Catherine Jayaysuriya
Dusty’s Mom
Coalition Duchenne
Founder and Executive Director

Monday, April 25th's Advisory Committee meeting felt more like a cross examination in a criminal case than a fair discussion about the efficacy of a promising treatment for Duchenne.  As the clinical data on eteplirsen was scrutinized, minor details became exaggerated, such as  doubts on validity of the 6 MWT, and ignorant opinions such that boys with Duchenne can walk if they put their minds to it, to be the same level as key facts. I question their competence to even be on the panel.

The Advisory panel stood in judgment of something they don’t fully understand, which is the complexity of the Duchenne situation. They characterized the parents as ‘emotional’ which diminishes our input as we actually have the best ‘fact based’ knowledge and first hand experience of Duchenne.  And they didn’t seem convinced by the testimony of parents, and most importantly, the boys who are on the eteplirsen trial themselves.
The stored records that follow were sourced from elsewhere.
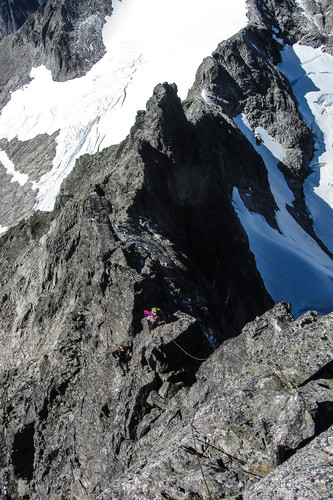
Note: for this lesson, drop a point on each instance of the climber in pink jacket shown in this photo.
(154, 317)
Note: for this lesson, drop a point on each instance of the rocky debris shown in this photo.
(306, 21)
(240, 386)
(65, 36)
(256, 401)
(307, 473)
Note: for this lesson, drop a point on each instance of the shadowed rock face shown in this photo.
(14, 13)
(150, 223)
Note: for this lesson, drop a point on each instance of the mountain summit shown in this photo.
(141, 167)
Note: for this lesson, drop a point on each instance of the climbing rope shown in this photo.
(197, 454)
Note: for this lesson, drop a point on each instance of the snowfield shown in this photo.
(292, 265)
(146, 44)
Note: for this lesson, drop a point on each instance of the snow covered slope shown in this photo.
(292, 264)
(147, 42)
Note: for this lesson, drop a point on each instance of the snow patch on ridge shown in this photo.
(145, 45)
(291, 263)
(310, 72)
(10, 169)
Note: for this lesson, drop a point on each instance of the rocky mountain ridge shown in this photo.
(233, 384)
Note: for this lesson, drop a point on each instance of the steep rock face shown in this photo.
(306, 21)
(14, 13)
(66, 36)
(150, 222)
(256, 401)
(75, 282)
(242, 77)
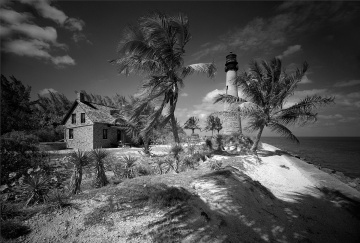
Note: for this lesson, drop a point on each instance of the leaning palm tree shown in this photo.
(79, 159)
(267, 89)
(192, 123)
(99, 157)
(133, 127)
(155, 48)
(218, 124)
(210, 124)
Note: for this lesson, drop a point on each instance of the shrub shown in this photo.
(215, 165)
(59, 199)
(36, 187)
(18, 154)
(219, 141)
(126, 168)
(11, 229)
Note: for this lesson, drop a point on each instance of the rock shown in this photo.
(352, 184)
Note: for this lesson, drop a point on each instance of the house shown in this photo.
(89, 125)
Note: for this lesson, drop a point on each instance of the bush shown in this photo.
(36, 187)
(11, 229)
(215, 165)
(19, 153)
(219, 141)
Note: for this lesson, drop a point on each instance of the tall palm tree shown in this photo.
(192, 123)
(155, 48)
(210, 124)
(267, 88)
(134, 127)
(218, 124)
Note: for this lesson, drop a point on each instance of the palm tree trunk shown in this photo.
(257, 140)
(146, 146)
(100, 179)
(76, 179)
(174, 128)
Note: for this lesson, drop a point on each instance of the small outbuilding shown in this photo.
(89, 125)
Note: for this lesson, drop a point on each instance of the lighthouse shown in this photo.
(231, 115)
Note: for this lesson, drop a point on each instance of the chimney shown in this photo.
(80, 96)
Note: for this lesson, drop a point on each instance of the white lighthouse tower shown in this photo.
(231, 116)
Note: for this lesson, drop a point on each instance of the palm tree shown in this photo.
(267, 88)
(192, 123)
(154, 47)
(218, 124)
(99, 157)
(210, 124)
(134, 127)
(79, 159)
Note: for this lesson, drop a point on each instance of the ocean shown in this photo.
(337, 153)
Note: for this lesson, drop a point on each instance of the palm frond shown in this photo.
(207, 68)
(225, 98)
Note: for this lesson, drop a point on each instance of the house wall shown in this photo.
(99, 142)
(83, 132)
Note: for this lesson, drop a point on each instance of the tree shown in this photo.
(218, 124)
(210, 124)
(155, 47)
(16, 113)
(192, 123)
(79, 159)
(267, 88)
(134, 127)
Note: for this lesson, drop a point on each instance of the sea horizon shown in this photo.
(336, 153)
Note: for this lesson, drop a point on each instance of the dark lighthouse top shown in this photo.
(231, 63)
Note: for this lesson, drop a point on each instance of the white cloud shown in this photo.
(25, 38)
(37, 49)
(47, 11)
(347, 83)
(47, 91)
(64, 60)
(290, 50)
(305, 80)
(336, 116)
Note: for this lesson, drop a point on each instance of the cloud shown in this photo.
(336, 116)
(21, 36)
(63, 60)
(37, 49)
(292, 20)
(290, 50)
(47, 91)
(347, 83)
(305, 80)
(47, 11)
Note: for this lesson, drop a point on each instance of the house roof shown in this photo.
(97, 113)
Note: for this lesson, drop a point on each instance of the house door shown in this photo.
(119, 137)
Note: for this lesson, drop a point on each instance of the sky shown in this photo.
(65, 46)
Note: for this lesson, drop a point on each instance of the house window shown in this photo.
(104, 133)
(71, 133)
(82, 117)
(73, 118)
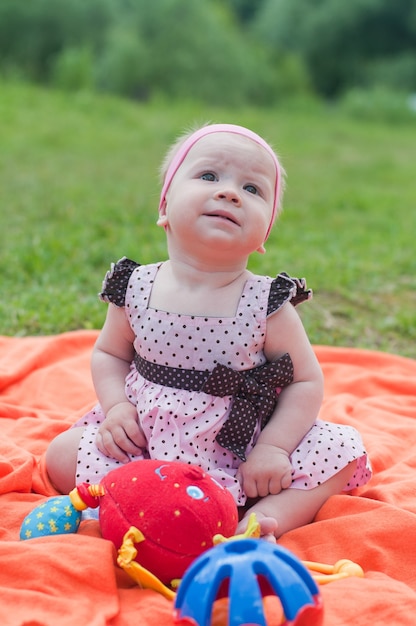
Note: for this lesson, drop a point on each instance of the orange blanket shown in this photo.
(45, 385)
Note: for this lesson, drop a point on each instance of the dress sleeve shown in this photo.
(287, 289)
(116, 280)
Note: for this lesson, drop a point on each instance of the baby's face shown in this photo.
(225, 187)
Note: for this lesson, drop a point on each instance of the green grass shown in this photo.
(79, 188)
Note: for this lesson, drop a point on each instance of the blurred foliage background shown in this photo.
(224, 52)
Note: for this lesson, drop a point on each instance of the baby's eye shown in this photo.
(251, 189)
(209, 176)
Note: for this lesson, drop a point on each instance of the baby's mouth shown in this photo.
(223, 215)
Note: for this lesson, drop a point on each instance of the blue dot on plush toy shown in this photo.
(60, 515)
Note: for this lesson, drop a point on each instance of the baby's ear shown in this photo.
(163, 218)
(162, 221)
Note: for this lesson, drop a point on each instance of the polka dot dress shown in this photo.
(182, 424)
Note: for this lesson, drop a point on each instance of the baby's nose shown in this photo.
(230, 195)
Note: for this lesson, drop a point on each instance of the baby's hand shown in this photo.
(120, 434)
(267, 470)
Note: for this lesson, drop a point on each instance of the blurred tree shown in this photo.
(33, 33)
(340, 41)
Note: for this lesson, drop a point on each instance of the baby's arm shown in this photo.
(119, 435)
(268, 469)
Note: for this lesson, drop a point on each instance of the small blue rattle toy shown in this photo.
(251, 568)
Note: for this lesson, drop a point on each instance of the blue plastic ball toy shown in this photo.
(251, 568)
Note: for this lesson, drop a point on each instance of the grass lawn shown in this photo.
(79, 188)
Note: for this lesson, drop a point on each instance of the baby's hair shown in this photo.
(176, 145)
(179, 141)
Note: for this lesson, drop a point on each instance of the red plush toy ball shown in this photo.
(179, 508)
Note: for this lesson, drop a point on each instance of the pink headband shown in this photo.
(218, 128)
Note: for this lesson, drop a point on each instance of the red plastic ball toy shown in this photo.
(177, 507)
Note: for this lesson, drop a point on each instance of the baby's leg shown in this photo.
(61, 459)
(292, 508)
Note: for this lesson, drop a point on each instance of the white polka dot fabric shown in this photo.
(182, 424)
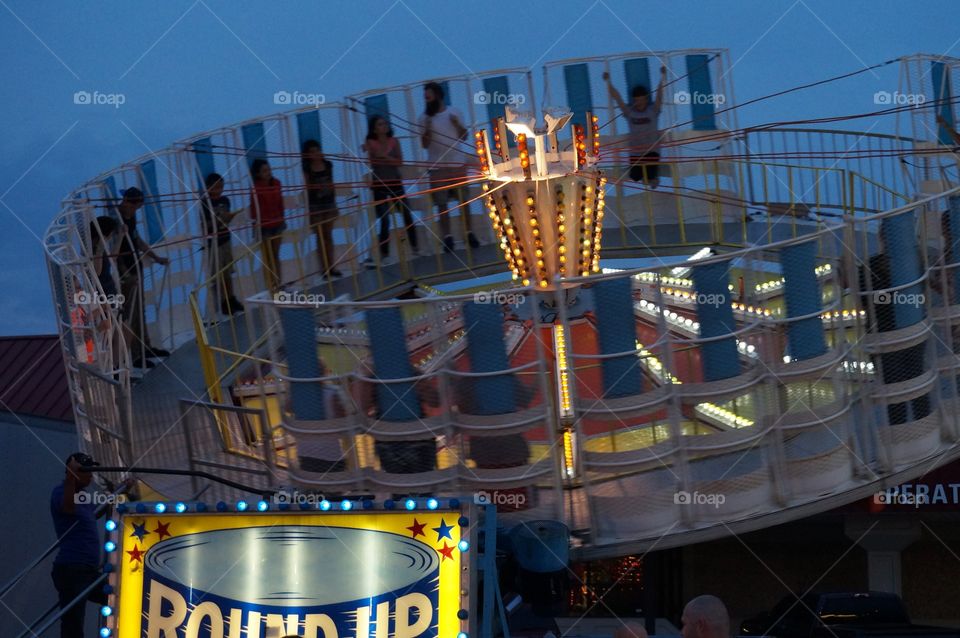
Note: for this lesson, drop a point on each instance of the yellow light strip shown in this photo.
(568, 452)
(538, 252)
(562, 371)
(598, 224)
(561, 234)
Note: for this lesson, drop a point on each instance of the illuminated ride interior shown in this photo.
(611, 356)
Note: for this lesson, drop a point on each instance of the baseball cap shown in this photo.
(84, 460)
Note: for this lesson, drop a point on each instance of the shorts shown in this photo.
(221, 261)
(273, 231)
(646, 164)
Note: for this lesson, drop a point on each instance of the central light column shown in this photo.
(548, 215)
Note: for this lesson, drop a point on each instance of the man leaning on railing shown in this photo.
(77, 565)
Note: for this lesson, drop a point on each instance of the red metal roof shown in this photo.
(33, 379)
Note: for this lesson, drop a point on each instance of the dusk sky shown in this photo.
(184, 67)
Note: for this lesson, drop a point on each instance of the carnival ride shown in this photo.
(726, 354)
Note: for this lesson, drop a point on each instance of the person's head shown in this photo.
(101, 226)
(705, 617)
(260, 169)
(309, 151)
(630, 629)
(640, 96)
(76, 461)
(214, 184)
(377, 126)
(131, 202)
(433, 97)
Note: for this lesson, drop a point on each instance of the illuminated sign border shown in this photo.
(141, 526)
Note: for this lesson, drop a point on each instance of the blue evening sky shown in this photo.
(186, 66)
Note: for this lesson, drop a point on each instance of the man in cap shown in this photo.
(77, 564)
(705, 617)
(130, 264)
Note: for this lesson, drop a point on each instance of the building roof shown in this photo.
(33, 380)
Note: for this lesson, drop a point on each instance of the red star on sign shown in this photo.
(162, 530)
(136, 555)
(446, 551)
(417, 528)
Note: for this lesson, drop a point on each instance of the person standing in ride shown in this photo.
(644, 136)
(77, 564)
(130, 268)
(101, 232)
(321, 202)
(216, 218)
(386, 157)
(443, 135)
(266, 209)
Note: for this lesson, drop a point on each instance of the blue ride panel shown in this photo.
(802, 295)
(719, 359)
(702, 110)
(203, 155)
(151, 210)
(637, 71)
(952, 254)
(940, 75)
(255, 142)
(577, 80)
(900, 243)
(616, 332)
(376, 105)
(495, 87)
(110, 185)
(388, 342)
(300, 344)
(308, 127)
(488, 353)
(541, 546)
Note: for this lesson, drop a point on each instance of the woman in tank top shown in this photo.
(321, 202)
(386, 157)
(644, 134)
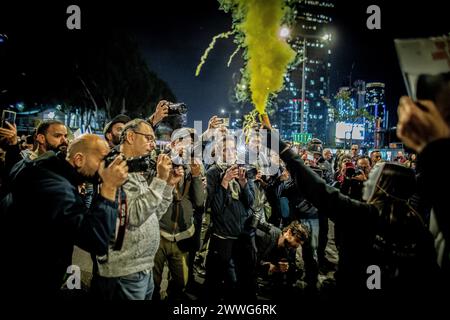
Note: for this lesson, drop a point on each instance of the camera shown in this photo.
(138, 164)
(250, 171)
(177, 108)
(352, 171)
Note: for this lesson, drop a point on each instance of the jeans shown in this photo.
(309, 250)
(135, 286)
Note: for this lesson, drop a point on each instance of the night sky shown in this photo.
(174, 34)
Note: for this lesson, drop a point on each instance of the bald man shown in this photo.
(48, 216)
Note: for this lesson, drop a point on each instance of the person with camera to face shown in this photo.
(50, 217)
(230, 197)
(354, 177)
(125, 272)
(177, 224)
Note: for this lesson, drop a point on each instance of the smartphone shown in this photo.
(9, 116)
(224, 121)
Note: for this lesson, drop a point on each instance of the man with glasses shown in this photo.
(354, 153)
(125, 273)
(375, 156)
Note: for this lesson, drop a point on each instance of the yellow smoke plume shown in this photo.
(268, 54)
(210, 47)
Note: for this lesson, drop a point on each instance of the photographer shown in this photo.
(276, 255)
(230, 196)
(48, 216)
(424, 126)
(383, 231)
(176, 225)
(354, 177)
(126, 271)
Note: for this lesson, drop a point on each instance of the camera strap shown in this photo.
(123, 220)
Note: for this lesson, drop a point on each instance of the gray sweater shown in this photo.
(146, 205)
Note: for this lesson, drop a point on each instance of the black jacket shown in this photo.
(46, 219)
(228, 216)
(437, 195)
(359, 222)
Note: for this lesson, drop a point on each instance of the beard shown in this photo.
(115, 139)
(59, 148)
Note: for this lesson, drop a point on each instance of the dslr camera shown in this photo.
(351, 170)
(138, 164)
(177, 108)
(250, 171)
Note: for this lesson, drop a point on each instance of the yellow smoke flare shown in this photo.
(210, 47)
(232, 56)
(268, 54)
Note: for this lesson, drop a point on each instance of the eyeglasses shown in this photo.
(148, 137)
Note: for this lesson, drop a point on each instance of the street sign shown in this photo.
(301, 137)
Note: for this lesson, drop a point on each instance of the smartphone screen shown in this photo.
(9, 116)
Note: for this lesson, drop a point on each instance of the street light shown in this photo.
(285, 32)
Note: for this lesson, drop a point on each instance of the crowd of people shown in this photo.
(275, 214)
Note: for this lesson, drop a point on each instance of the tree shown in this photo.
(92, 75)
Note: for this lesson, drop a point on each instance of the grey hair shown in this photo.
(132, 125)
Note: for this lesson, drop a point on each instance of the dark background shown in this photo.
(173, 35)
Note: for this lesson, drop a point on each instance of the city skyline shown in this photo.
(173, 42)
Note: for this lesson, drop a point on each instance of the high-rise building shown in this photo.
(376, 106)
(308, 39)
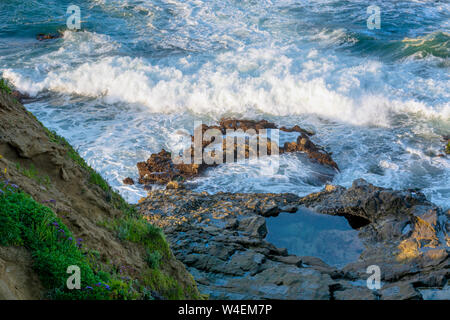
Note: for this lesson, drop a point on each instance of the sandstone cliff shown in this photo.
(131, 256)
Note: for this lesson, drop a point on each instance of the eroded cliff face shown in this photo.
(44, 166)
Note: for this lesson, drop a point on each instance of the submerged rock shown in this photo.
(161, 168)
(128, 181)
(222, 240)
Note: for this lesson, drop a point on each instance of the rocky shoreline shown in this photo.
(221, 239)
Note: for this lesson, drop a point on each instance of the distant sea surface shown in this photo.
(140, 72)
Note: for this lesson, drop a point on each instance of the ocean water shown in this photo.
(140, 72)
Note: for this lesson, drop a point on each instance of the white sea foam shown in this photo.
(119, 100)
(261, 80)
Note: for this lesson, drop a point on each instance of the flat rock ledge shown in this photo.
(221, 239)
(160, 168)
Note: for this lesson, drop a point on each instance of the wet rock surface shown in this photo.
(160, 168)
(222, 240)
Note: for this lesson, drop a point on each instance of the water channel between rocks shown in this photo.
(306, 233)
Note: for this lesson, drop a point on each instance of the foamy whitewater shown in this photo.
(141, 72)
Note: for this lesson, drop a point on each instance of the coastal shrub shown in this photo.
(166, 285)
(95, 178)
(153, 259)
(140, 231)
(4, 86)
(24, 221)
(33, 173)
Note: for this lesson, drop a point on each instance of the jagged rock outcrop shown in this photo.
(161, 169)
(221, 238)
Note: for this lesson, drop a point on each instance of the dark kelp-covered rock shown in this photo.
(160, 167)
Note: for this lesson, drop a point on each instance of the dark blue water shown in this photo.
(140, 72)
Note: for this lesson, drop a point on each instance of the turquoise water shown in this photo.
(140, 72)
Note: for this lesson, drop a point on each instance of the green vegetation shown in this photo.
(25, 222)
(140, 231)
(32, 173)
(152, 238)
(153, 259)
(4, 86)
(94, 178)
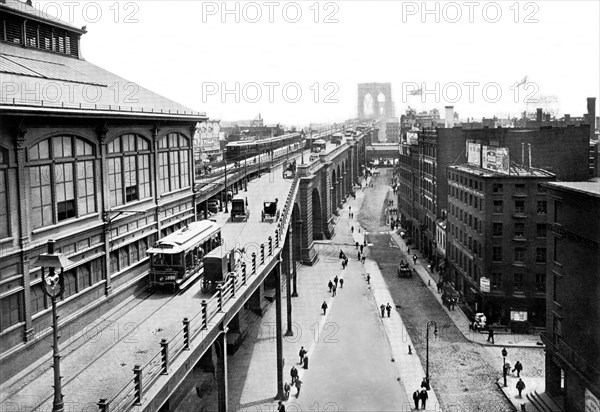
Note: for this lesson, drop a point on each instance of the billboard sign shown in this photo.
(496, 159)
(484, 285)
(473, 153)
(592, 404)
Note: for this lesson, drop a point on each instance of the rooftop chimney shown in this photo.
(449, 116)
(592, 116)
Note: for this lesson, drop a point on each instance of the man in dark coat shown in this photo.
(423, 396)
(294, 374)
(518, 368)
(520, 387)
(416, 398)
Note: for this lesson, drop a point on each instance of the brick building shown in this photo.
(572, 337)
(104, 179)
(496, 229)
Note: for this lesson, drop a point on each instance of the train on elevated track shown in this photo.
(243, 149)
(176, 260)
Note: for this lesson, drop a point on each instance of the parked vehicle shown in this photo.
(239, 209)
(270, 211)
(404, 270)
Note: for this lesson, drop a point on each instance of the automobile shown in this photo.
(213, 205)
(479, 321)
(404, 271)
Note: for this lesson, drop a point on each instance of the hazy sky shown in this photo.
(300, 62)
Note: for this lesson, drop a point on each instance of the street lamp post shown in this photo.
(226, 200)
(504, 355)
(54, 286)
(431, 322)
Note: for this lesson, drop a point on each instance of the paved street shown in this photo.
(459, 369)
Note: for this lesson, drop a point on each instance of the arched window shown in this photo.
(4, 226)
(61, 177)
(128, 169)
(173, 162)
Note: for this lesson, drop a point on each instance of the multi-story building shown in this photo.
(572, 338)
(392, 131)
(104, 179)
(497, 230)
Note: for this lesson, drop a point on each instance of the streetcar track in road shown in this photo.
(71, 378)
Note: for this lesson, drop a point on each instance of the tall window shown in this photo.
(497, 253)
(540, 282)
(173, 162)
(540, 255)
(519, 206)
(10, 310)
(497, 206)
(518, 282)
(128, 169)
(519, 254)
(519, 229)
(497, 229)
(4, 231)
(542, 207)
(496, 281)
(541, 230)
(61, 179)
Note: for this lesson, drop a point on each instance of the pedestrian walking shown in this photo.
(416, 398)
(294, 374)
(423, 395)
(301, 354)
(520, 387)
(491, 335)
(518, 368)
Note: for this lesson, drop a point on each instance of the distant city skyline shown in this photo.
(229, 63)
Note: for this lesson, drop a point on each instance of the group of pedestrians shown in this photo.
(421, 395)
(334, 285)
(384, 308)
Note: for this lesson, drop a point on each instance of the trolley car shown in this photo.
(236, 151)
(176, 259)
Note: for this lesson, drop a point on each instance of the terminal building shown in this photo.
(103, 178)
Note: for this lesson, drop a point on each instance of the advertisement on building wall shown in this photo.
(473, 153)
(592, 404)
(496, 159)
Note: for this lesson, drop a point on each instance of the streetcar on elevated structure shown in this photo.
(176, 259)
(243, 149)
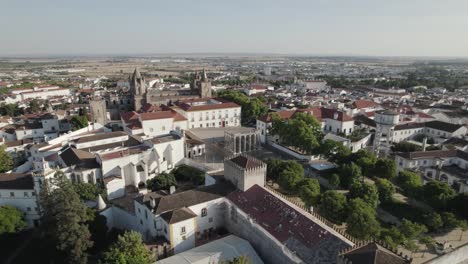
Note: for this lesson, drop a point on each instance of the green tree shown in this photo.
(332, 206)
(34, 106)
(163, 181)
(334, 180)
(334, 151)
(366, 161)
(385, 168)
(11, 110)
(291, 175)
(392, 236)
(64, 219)
(302, 132)
(6, 162)
(274, 168)
(412, 230)
(451, 221)
(88, 191)
(309, 191)
(187, 173)
(11, 220)
(349, 173)
(438, 194)
(409, 181)
(367, 192)
(128, 249)
(433, 221)
(362, 221)
(79, 122)
(98, 229)
(386, 190)
(458, 205)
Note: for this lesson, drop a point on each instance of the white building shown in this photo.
(211, 112)
(218, 251)
(17, 190)
(449, 166)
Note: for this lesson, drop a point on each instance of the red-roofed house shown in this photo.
(333, 120)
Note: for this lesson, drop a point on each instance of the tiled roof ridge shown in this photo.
(314, 214)
(380, 243)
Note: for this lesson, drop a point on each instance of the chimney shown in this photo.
(172, 189)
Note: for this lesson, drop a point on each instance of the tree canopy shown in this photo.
(349, 173)
(386, 190)
(438, 194)
(362, 222)
(11, 220)
(332, 206)
(302, 132)
(128, 249)
(409, 181)
(6, 162)
(79, 122)
(367, 192)
(309, 191)
(64, 219)
(163, 181)
(290, 176)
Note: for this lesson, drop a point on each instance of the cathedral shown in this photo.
(141, 95)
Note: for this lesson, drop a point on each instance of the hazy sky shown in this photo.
(316, 27)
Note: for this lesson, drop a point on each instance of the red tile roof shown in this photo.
(128, 117)
(189, 106)
(282, 114)
(301, 234)
(156, 115)
(360, 104)
(424, 115)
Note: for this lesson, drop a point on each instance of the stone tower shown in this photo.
(205, 86)
(201, 85)
(137, 89)
(98, 111)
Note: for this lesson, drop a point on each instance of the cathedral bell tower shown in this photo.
(137, 89)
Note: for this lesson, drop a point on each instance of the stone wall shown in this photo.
(459, 255)
(266, 246)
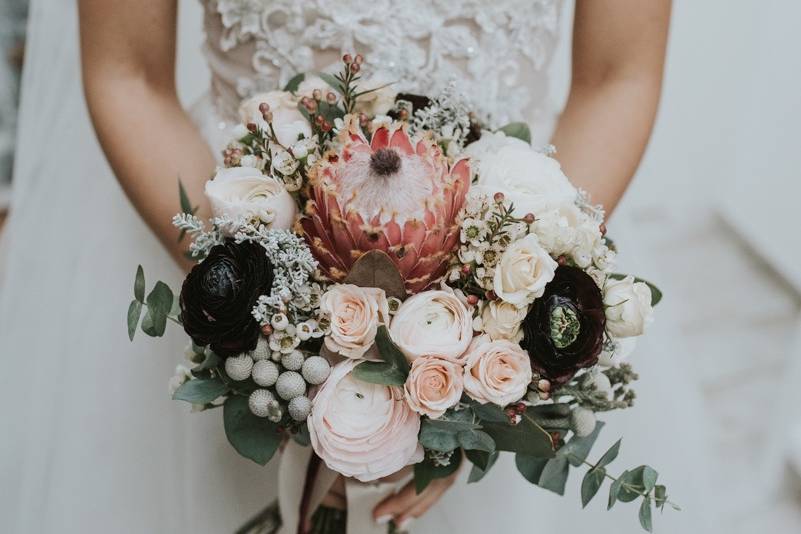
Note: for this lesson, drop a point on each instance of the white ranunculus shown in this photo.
(502, 320)
(533, 181)
(432, 322)
(288, 122)
(628, 307)
(243, 193)
(523, 272)
(363, 430)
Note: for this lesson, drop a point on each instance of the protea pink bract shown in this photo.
(393, 193)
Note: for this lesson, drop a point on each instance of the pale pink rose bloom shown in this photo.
(432, 322)
(362, 430)
(355, 314)
(496, 371)
(434, 384)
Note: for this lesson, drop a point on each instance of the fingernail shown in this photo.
(384, 519)
(405, 524)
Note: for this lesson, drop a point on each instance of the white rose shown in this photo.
(432, 322)
(523, 272)
(533, 181)
(628, 307)
(502, 320)
(243, 193)
(288, 122)
(355, 314)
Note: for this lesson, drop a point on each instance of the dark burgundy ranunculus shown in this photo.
(564, 329)
(218, 296)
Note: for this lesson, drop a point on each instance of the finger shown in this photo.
(430, 496)
(395, 504)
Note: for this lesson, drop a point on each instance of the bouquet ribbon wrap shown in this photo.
(361, 497)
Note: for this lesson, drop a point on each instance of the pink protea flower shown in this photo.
(394, 193)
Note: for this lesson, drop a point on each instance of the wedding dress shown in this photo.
(92, 442)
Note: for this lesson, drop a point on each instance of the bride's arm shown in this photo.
(128, 61)
(618, 57)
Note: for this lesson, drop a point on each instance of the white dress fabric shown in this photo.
(91, 441)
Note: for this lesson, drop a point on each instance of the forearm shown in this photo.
(150, 143)
(602, 134)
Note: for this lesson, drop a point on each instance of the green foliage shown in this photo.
(159, 304)
(200, 391)
(293, 84)
(520, 130)
(392, 371)
(253, 437)
(427, 470)
(482, 463)
(656, 293)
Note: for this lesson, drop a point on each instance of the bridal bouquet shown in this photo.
(386, 281)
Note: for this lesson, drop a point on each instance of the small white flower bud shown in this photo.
(293, 361)
(299, 408)
(279, 321)
(239, 367)
(262, 350)
(265, 373)
(316, 370)
(582, 422)
(259, 402)
(290, 385)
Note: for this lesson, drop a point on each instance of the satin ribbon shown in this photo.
(361, 497)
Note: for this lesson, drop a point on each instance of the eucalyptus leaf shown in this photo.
(610, 455)
(577, 449)
(482, 463)
(656, 293)
(200, 391)
(520, 130)
(139, 285)
(253, 437)
(426, 471)
(526, 437)
(554, 475)
(530, 467)
(134, 314)
(592, 482)
(476, 440)
(293, 84)
(645, 515)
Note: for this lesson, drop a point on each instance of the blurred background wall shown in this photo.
(712, 218)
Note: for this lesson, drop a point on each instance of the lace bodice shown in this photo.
(496, 50)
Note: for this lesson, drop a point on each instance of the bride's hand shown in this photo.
(407, 504)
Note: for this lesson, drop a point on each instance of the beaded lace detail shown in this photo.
(496, 49)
There is a strong need to break away from herd mentality of bureaucracy and business as usual.

I advocate for the generation of boys who have lived the natural progression of the disease.  I feel certain that there were many on the panel who do not understand that when Duchenne is left untreated, the progression is cruel and relentlessly progressive.

Dusty Brandom, age 23.
My 23-year-old son Dusty Brandom will not benefit from eteplirsen but would benefit from the follow on drugs targeting other exons once approval is made. Dusty has been waiting for this treatment ever since we funded Steve Wilton's oligos work through the Dusty Brandom Fellowship in 2004. It feels like Dusty has been hanging on to a cliff, but now by his fingertips. By the FDA not approving, we will lose a generation of boys including my precious son. We really are running out of time.
Steve Wilton and me.

The judgment made at the 11th hour literally, felt like a series of bullets that deeply wounded our Duchenne community. But we don’t fall easily. In spite of my sadness and disappointment, I do have a glimmer of hope, because FDA Director Janet Woodcock, in her opening remarks, reminded the panel of the harm that could be done by failing to approve a drug that does work. The final judgment comes May 26th.

Thank you Senator Marco Rubio, for championing our Duchenne cause in your speech to Congress today.